I truly liked all the owners and managers, worked closely with most of the Player Managers of each facility. I was going to bend over backwards to make this true “National Jai-Alai Championship” a success. And, mostly I wanted to be fair to ALL the frontons. I didn’t realize how difficult that was going to be.
Getting the player photos and biographical information was not too difficult. Some dragged their feet as deadlines approached. I had to edit many to fit the space and found that leaving certain things out could meet with objection. Each word seemed to carry great importance. But, that was not the toughest issue. The game setup was!
We had previously found a matrix which placed teams in every post position, rotating every game so no team had an advantage. You see, post position is the most important aspect of the round-robin game of Jai-Alai. The early posts have the mathematical advantage. So, it is only fair that all teams play in each post position. Our pre-designed matrix took care of that. All the frontons agreed we would draw the teams for the first game and they would rotate thereafter according to the approved formula.
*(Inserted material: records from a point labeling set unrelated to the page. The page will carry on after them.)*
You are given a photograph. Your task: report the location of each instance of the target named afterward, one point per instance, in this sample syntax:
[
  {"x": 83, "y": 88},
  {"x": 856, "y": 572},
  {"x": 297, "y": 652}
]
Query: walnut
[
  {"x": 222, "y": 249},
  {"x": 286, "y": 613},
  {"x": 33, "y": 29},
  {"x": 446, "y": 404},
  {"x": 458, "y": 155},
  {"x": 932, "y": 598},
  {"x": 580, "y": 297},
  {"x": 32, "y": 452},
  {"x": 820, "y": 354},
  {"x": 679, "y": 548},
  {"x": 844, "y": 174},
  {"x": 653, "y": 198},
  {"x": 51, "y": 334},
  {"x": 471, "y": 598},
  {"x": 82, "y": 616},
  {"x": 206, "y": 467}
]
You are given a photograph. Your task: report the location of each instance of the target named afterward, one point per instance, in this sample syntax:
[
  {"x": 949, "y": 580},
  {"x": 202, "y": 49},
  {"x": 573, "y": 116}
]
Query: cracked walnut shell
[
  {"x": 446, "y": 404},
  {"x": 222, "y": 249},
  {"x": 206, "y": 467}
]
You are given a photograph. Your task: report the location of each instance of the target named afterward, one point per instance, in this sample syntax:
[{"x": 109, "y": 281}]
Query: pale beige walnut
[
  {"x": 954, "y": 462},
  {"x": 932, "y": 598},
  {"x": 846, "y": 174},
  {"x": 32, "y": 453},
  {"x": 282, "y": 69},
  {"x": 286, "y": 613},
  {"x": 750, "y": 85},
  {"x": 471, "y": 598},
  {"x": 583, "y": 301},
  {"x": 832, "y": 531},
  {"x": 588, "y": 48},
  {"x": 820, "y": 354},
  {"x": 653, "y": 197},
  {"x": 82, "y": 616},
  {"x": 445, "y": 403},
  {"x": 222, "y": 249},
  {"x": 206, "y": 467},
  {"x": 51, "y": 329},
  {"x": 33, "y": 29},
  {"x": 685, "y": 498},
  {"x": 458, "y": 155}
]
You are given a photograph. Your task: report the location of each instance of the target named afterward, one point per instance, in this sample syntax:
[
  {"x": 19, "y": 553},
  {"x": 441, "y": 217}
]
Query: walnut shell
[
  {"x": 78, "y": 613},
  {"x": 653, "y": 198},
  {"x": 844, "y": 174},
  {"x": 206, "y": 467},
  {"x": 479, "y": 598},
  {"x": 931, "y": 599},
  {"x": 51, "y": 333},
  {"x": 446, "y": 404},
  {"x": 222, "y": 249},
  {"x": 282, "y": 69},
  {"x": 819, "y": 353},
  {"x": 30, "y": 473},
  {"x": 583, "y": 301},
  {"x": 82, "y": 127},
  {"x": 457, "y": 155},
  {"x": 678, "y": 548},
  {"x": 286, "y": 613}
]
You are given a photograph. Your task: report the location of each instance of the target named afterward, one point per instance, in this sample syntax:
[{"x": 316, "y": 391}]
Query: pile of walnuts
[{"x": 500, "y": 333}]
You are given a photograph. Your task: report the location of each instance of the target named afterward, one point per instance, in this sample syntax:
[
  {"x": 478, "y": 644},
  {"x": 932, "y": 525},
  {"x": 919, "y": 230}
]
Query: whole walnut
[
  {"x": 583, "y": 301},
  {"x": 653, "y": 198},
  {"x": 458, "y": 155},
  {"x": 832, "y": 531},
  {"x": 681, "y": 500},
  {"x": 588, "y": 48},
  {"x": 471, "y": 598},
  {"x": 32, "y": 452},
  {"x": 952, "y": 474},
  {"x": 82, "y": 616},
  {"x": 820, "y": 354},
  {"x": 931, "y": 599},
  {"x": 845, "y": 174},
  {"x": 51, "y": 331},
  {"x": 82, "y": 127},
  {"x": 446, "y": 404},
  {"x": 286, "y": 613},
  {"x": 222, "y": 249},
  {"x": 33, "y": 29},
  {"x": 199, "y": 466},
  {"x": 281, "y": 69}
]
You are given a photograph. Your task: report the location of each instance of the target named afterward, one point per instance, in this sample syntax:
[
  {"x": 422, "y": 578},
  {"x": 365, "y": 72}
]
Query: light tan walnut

After the draw, I placed the teams in the matrix and sent it out to all the player managers and management personnel. Within a day, I got bombarded with phone calls. “The rotations are unfair,” came from one fronton owner. “Our team is in front of the Miami team in many games. They will catch the serve and throw a kill shot,” he claimed. More and more complaints came in that the matrix, which had been used for years, was now unfair even though the players did play in every post position.
I soon found out that not only were the Jai-Alai players the most competitive group of athletes I had ever seen, the owners were, too. We tried to manipulate the teams manually in an attempt to appease those objecting. Every change affected someone else. After days, we finally came up with something having the least issues. But, I found out how tough it is for tournament directors… of any sport… to satisfy everyone. Nearly impossible.
The National Jai-Alai Championship was a great success. All of us traveled to each facility for their individual round. Fronton representatives would eat at separate tables. I was amazed at watching the owners react to each point, rooting their teams on. Some slammed their fists down when their players dropped a ball. These intercity tournaments probably did more for the sport than anything else we ever did.
Meanwhile, all seemed to be working out for us. We were producing good advertising, getting it to the media on time, and paying all the bills. It was now summer of 1992, nearing the end of Summer Jai-Alai in Miami. Sue and I wanted to take the kids north for a vacation.
So, we packed up the Toyota Previa and planned a three week trip. We rented a fax machine so that I could still produce and fax ads back to Lou Ann while on the road. On the way back, we were going to stop in Washington, DC, to see Sue’s brother Mike. Our plan was to see an Orioles game in the newly opened Camden Yards. We were all very excited.
On August 24th, 1992, I was sleeping on Mike’s sofa in his apartment. We were going to the game that night. I was awakened early in the morning by a phone call. In a fog, I heard the voice of our next door neighbor, Shawn Post.
“They’re gone, all the trees are gone.” she said. “Your house looks okay, but you need to come home. Miami is devastated. The trees are gone!” While we were sleeping, Hurricane Andrew had made landfall in South Florida. Is our house still standing? Did Miami Jai-Alai survive? All my calls to the fronton went unanswered. We packed up and headed south not knowing what we would find. Camden Yards would have to wait.